Senin, 20 Juni 2011

BUI MENGINTAI ATAS MAHALNYA PILKADA

Oleh: H.A. Azim

Adalah Jakarta Lawyers Club (JLC) dalam acara talk show, forum diskusi, di tvOne beberapa waktu lalu, membahas; Mahalnya Pilkada (pemilihan kepala daerah). Tentu saja menarik. Sebab, bicara blak-blakan tentang betapa besarnya dana yang harus dirogoh pasangan calon kepala daerah untuk mengikuti Pilkada. Sedemikian mahalnya, sampai menempatkan Pilkada dalam sebuah analogi bisnis industrialisasi karena terjadi transaksi uang dengan berbagai pihak untuk menghasilkan produk bernama dukungan.
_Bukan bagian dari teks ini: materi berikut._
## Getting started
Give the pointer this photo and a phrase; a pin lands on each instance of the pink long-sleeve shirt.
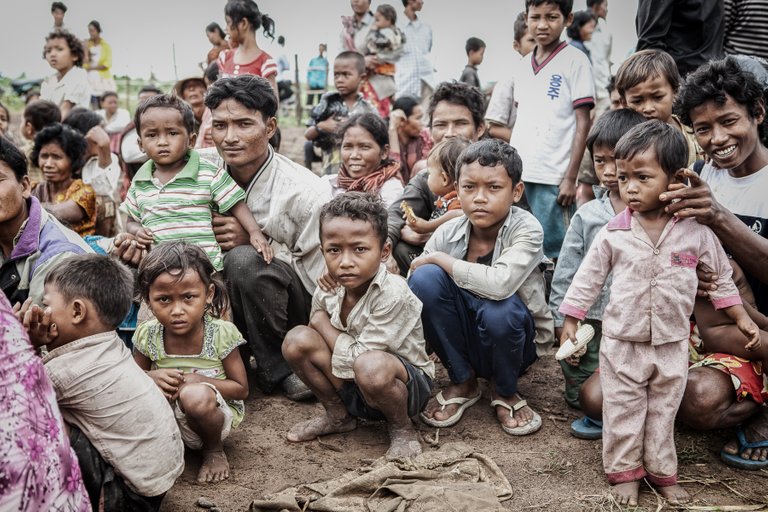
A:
(654, 286)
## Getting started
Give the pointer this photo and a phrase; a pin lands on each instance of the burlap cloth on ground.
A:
(453, 478)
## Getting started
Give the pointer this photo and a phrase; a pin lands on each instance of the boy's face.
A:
(728, 134)
(352, 252)
(652, 98)
(453, 120)
(486, 194)
(546, 22)
(163, 137)
(642, 181)
(605, 167)
(58, 55)
(346, 77)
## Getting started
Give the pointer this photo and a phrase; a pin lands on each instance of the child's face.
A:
(179, 303)
(346, 77)
(360, 152)
(352, 252)
(642, 181)
(163, 137)
(59, 55)
(728, 134)
(605, 167)
(546, 23)
(486, 194)
(652, 98)
(438, 180)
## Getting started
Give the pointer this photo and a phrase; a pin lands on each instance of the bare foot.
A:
(674, 494)
(320, 426)
(434, 410)
(215, 467)
(403, 443)
(626, 493)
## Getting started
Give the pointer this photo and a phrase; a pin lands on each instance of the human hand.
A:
(228, 232)
(694, 200)
(567, 192)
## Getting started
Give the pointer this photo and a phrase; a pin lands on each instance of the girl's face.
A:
(55, 164)
(59, 55)
(179, 301)
(360, 152)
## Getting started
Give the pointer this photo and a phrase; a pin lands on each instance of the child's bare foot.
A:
(320, 426)
(626, 493)
(675, 494)
(403, 443)
(215, 467)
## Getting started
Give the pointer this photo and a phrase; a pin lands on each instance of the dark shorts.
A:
(419, 387)
(99, 476)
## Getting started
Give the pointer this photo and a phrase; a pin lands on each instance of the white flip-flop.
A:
(584, 335)
(464, 403)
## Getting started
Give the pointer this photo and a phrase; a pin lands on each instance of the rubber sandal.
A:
(736, 460)
(587, 428)
(464, 403)
(529, 428)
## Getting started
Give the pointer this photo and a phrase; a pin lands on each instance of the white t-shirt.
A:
(547, 94)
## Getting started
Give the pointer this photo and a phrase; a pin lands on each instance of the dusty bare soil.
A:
(549, 470)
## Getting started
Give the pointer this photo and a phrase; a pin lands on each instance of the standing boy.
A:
(363, 354)
(555, 92)
(334, 107)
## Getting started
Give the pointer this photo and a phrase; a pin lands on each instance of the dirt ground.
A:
(549, 470)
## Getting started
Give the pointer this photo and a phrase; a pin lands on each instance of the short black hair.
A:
(474, 44)
(253, 92)
(356, 56)
(357, 206)
(580, 18)
(462, 94)
(248, 10)
(75, 46)
(611, 126)
(82, 119)
(668, 144)
(490, 153)
(103, 281)
(71, 141)
(13, 158)
(715, 81)
(166, 101)
(565, 6)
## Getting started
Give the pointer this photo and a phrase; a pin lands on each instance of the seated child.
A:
(652, 258)
(190, 353)
(441, 181)
(120, 426)
(585, 224)
(173, 195)
(363, 353)
(335, 107)
(647, 83)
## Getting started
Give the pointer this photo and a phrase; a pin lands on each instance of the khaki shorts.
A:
(190, 437)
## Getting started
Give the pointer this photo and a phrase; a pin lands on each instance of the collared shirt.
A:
(286, 199)
(121, 411)
(654, 285)
(414, 65)
(386, 318)
(181, 208)
(514, 268)
(586, 223)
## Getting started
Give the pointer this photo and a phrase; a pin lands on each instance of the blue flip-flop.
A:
(736, 460)
(587, 428)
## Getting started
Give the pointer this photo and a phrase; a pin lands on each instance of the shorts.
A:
(419, 388)
(190, 437)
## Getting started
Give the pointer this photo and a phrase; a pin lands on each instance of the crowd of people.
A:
(620, 213)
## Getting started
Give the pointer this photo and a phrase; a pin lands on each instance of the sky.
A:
(167, 37)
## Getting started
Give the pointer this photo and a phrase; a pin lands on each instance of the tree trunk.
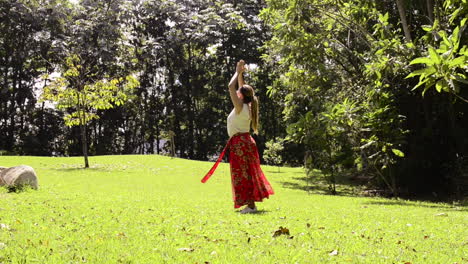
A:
(430, 10)
(404, 23)
(84, 141)
(84, 144)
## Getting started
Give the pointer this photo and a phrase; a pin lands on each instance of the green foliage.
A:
(153, 209)
(445, 66)
(71, 92)
(272, 153)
Jika kandidat kepala daerah berada di luar partai politik (Parpol), maka transaksi awal dimulai dengan pihak Parpol untuk membeli kendaraan politik yang akan megantarkannya ke arena laga Pilkada. Mengendarai Parpol (tak jarang lebih dari satu), sang kandidat terus berkeliling melakukan transaksi dengan sederet pihak lain. Mulai dari perusahaan pers, media cetak dan elektronik, organisasi kemasyarakatan dengan seabrek kegiatan pertemuan, sampai kepada transaksi secara personal dengan anggota masyarakat (calon pemilih). Yang disebut terakhir paling senang dilakukan oleh tim sukses di lapangan. Celakanya, sebagian dari tim sukses ini adalah makelar sehingga uang yang seharusnya dibagi-bagi ke massa pendukung sebagiannya diembat buat keuntungan pribadi.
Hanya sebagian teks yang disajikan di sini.